Another concrete test to determine permeability is the test to determine the depth of water penetration according to the standard. In order to perform this test, we place a 15x15x15 cm cubic sample in the machine cell, then open the pump valve and adjust the pressure to 5 bar. When the water pressure reaches 5 bar, the valve is closed and after 72 hours, we break the sample and read the three infiltration heights and record the average. The above device has three cells that can take three samples each time. Put it in the device. Also, there is a valve under each of the guards, which is used to regulate the pressure under the sample.

P=(W-D)/D

D= Dry weight of the sample in grams

W=Wet weight of the sample in grams

P= Percentage of water absorption

This test is also a good standard to determine the surface quality of concrete. Another use of this test is to control the quality of prefabricated concrete tables.

• 3    Results and Discussion

  3.1    Penetration of chlorine ion

3.2    Short-term water absorption 3.3    Depth of water penetration

According to Figure 2, the lowest amount of chlorine ion penetration is in the sample made with 450 gauge and containing 5% of carbon nanotubes, which is the alternative of the chained nature of nano particles, which reduces the voids in the sample.
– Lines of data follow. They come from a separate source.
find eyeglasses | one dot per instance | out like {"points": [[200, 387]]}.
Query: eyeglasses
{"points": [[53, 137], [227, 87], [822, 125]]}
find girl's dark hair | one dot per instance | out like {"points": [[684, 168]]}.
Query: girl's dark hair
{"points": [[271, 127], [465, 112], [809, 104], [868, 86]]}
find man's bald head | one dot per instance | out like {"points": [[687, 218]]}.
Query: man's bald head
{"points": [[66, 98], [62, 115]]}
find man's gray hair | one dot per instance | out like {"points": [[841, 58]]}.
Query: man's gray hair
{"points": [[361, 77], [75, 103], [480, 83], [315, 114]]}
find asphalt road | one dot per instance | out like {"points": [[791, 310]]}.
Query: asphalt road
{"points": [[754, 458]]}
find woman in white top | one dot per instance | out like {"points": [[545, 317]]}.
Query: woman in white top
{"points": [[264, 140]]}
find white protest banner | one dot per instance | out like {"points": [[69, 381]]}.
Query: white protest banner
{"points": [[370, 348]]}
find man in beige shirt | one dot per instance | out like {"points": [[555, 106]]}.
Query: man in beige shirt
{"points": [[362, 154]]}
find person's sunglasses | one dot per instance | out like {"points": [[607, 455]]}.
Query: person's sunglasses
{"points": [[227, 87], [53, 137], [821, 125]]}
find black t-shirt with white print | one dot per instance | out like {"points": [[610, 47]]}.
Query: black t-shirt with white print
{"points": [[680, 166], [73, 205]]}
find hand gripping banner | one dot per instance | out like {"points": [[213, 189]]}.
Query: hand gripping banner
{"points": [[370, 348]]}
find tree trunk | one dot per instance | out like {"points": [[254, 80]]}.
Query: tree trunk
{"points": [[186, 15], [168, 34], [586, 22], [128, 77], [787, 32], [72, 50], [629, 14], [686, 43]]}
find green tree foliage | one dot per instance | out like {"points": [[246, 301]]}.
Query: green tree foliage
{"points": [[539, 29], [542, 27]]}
Fig. 2 - Chlorine ion penetration test results of samples made with a grade of 450 kg/m3

According to Figure 3, the lowest amount of short-term water absorption is in the sample made with 450 grade and containing 5% of carbon nanotubes, which is the alternative to the chain-like nature of nano particles, which causes a reduction in the size and thickness of the sample.

Fig. 3 - Results of short-term water absorption test of samples made with 450 kg/m3

According to Figure 4, the lowest amount of water penetration is in the sample made with 450 gauge and containing 5% of carbon nanotubes, which is the alternative of the chain-like nature of nano particles, which reduces the voids in the sample.
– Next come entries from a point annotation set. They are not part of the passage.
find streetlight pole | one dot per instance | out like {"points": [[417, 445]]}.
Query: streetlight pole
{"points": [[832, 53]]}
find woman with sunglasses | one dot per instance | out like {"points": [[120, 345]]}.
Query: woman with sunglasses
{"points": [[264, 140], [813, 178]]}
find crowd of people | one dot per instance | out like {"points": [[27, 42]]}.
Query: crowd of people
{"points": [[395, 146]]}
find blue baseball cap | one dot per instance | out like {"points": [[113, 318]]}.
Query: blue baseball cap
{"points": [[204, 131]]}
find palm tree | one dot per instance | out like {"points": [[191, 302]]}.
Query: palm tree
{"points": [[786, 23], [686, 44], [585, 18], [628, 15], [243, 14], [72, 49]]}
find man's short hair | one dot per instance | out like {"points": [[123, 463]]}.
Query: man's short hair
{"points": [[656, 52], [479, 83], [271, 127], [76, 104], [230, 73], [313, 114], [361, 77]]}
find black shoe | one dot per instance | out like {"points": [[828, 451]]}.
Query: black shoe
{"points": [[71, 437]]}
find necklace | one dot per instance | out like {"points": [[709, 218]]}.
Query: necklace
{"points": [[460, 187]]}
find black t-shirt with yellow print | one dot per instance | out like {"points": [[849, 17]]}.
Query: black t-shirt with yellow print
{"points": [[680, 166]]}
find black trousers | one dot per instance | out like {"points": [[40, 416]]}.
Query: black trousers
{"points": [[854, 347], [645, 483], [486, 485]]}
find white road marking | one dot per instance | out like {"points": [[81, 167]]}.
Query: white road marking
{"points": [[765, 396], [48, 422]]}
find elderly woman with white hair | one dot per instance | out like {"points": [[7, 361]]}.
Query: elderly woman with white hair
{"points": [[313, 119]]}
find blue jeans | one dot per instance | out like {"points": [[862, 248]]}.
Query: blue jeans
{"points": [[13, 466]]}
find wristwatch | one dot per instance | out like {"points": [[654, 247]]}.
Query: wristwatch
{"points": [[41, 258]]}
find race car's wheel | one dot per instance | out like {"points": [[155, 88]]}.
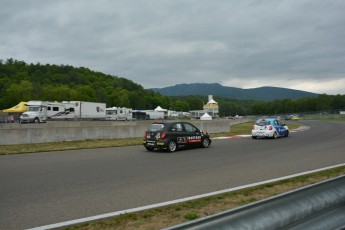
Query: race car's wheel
{"points": [[205, 143], [149, 148], [275, 135], [172, 146]]}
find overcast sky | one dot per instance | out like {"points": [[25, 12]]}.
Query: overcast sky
{"points": [[298, 44]]}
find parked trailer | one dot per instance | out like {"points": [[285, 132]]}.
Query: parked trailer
{"points": [[151, 114], [40, 111], [118, 114]]}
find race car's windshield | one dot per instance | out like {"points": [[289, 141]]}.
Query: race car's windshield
{"points": [[156, 127], [262, 122]]}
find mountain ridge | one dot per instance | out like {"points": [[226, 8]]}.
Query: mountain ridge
{"points": [[265, 93]]}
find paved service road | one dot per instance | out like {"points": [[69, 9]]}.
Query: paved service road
{"points": [[45, 188]]}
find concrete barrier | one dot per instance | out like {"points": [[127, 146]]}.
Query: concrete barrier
{"points": [[58, 131]]}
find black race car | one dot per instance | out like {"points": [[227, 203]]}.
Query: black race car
{"points": [[175, 135]]}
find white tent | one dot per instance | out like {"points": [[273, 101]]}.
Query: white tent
{"points": [[206, 117]]}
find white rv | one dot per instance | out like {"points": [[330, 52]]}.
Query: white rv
{"points": [[117, 113], [40, 111], [152, 114]]}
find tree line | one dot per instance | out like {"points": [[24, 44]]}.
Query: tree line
{"points": [[20, 81]]}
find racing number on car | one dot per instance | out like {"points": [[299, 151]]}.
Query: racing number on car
{"points": [[181, 140]]}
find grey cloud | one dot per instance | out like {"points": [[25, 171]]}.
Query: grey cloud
{"points": [[162, 43]]}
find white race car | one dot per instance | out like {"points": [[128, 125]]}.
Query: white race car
{"points": [[269, 128]]}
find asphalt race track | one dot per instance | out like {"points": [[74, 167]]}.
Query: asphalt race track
{"points": [[45, 188]]}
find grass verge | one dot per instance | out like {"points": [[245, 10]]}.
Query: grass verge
{"points": [[179, 213], [244, 128]]}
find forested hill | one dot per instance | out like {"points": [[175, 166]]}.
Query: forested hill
{"points": [[260, 94], [20, 81]]}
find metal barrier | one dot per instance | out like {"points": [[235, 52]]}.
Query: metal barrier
{"points": [[319, 206]]}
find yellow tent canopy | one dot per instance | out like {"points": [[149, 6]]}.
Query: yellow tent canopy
{"points": [[20, 108]]}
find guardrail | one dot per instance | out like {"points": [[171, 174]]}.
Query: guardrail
{"points": [[319, 206]]}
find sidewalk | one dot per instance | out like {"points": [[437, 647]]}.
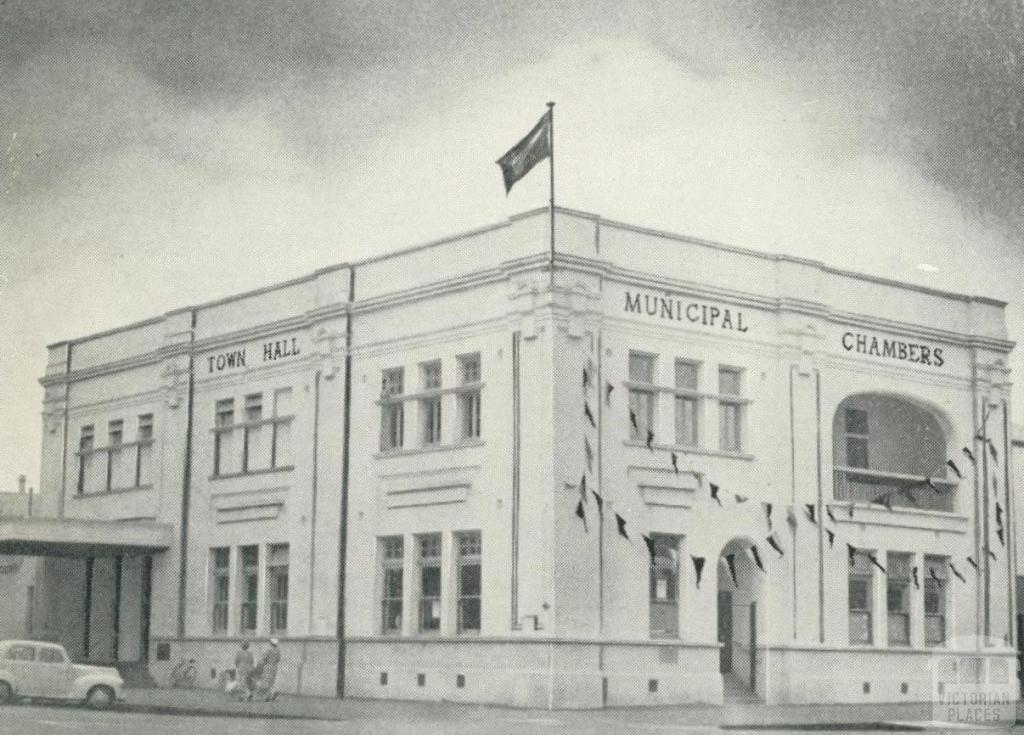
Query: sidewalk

Fig. 4 - The results of testing the depth of water penetration under the pressure of samples made with a grade of 450 kg/m3

• 4    Conclusions

This study examined the impact of carbon nanotubes on the permeability and durability of foam concrete by creating 15 cm cubic samples with carbon nanotubes. The samples' depth of water penetration, chlorine ion penetration, and short-term water absorption were compared. As summed up below, this comparison demonstrates that adding carbon nanotubes to concrete significantly improves its qualities.

• 1.    The use of carbon nanotubes reduces the penetration of chlorine ions in the samples, which is about 9.7% less than the control sample.

• 2.    The use of carbon nanotubes reduces the depth of water penetration in the samples, which is about 8.4% less than the control sample.

• 3.    The use of carbon nanotubes reduces the percentage of short-term water absorption in the samples, which is about 5.5% lower than the control sample.